Museum in Breckenridge, Minnesota

The Wilkin County Museum in Breckenridge, Minnesota, is a local history museum focusing on the history of Wilkin County. The museum is also the home of the Wilkin County Historical Society.

==History==
The Wilkin County Historical Society organized on March 29, 1965, in order to create a museum. In the beginning with no central place to store items, the museums artifacts were spread to different places around town until the First Federal Savings and Loan in Breckenridge offered their basement to centralize storage of the collection until a building for a museum could be found.
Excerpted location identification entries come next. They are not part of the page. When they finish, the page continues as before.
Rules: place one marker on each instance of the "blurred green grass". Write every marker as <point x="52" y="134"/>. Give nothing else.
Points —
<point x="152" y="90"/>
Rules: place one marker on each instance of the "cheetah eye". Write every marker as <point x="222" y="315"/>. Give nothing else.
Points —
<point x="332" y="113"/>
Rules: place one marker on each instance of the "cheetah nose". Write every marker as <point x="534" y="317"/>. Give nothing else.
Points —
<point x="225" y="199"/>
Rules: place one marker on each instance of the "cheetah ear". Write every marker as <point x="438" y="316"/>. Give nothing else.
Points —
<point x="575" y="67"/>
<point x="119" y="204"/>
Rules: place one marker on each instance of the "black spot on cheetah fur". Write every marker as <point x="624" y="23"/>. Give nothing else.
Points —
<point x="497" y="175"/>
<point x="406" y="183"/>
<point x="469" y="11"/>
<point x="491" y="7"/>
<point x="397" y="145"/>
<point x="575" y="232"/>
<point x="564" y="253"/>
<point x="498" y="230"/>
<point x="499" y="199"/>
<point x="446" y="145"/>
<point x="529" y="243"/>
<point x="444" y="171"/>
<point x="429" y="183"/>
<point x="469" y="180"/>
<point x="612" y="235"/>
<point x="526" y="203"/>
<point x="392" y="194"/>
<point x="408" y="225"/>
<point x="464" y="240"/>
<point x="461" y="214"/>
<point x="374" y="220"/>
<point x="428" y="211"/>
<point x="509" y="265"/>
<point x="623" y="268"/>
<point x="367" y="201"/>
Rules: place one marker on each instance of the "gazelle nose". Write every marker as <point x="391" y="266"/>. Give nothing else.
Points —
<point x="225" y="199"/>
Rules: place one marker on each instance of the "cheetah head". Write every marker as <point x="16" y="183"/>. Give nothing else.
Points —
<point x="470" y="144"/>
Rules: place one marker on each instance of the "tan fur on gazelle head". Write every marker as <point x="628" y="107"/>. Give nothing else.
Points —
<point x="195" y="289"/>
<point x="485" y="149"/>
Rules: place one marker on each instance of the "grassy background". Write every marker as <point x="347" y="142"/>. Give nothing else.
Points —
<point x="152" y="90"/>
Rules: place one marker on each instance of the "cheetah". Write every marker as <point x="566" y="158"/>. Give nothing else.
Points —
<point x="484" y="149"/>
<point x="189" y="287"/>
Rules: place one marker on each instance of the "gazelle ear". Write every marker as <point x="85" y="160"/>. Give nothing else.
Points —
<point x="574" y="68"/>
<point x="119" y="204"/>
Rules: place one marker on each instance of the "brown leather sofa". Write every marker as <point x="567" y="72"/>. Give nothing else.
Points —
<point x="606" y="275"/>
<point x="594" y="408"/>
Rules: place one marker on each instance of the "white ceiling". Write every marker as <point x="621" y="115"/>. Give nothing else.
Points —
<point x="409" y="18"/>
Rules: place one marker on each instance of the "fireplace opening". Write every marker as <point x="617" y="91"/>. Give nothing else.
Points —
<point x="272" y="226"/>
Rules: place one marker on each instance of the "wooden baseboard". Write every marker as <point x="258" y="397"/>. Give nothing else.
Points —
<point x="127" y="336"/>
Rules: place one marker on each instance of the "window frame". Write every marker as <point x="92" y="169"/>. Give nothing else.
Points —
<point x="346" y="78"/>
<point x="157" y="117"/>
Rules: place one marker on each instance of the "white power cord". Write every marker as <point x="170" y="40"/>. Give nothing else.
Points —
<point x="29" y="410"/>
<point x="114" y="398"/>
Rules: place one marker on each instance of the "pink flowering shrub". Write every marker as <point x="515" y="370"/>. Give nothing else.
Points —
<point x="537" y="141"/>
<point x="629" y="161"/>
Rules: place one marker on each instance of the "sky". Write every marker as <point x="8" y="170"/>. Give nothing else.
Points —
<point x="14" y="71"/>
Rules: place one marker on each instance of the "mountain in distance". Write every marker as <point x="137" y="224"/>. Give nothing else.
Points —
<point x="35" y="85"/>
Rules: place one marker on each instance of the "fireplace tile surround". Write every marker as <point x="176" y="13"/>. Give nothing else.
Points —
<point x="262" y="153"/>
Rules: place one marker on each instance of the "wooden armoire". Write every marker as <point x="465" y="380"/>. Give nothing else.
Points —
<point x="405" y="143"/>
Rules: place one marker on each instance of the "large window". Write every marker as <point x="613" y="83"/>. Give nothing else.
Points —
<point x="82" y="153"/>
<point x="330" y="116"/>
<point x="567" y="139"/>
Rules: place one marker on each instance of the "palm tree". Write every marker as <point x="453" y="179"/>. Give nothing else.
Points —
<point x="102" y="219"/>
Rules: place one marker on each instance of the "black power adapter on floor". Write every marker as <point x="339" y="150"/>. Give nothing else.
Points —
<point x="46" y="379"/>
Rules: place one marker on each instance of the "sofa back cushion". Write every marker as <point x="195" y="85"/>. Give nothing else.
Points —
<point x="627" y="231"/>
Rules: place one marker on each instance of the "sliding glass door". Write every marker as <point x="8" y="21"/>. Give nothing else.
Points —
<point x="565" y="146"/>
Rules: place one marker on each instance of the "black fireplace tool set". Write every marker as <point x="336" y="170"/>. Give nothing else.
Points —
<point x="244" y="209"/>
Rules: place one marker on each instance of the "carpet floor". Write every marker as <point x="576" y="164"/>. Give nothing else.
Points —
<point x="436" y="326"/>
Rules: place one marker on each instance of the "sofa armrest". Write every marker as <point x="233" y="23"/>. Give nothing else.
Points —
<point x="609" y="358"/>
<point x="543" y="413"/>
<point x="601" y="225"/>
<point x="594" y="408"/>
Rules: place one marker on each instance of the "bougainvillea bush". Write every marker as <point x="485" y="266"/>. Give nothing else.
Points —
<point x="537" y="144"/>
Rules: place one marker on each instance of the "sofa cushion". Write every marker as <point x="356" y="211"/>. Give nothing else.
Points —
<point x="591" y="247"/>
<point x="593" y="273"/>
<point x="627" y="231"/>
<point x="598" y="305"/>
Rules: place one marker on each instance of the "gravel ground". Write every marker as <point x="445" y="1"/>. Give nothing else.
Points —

In 1976 they moved to the law enforcement center. A year later, they purchased the former Masonic Temple building in Breckenridge for $1 and began moving their artifacts into the building that was built in 1949. A grand opening of the museum held May 20, 1979. In their first year of operation, the Society moved a schoolhouse in Brushvale, Minnesota, to Welles Memorial Park in Breckenridge for use as another museum. The new schoolhouse location saw 1,000 visitors in its first year. The museum is primarily funded through the county's tax levy, along with memberships and donations.

==Collection==
The museum has eight rooms furnished as period rooms, including a living room, hospital room, small chapel, and a replica of an old bank teller station. On the lower level is a bedroom, bathroom, pioneer kitchen and laundry room, in addition to many pieces of small farm equipment and farm machines, plus countless other smaller exhibit items. The museum also has a bridal display and a large display of military memorabilia.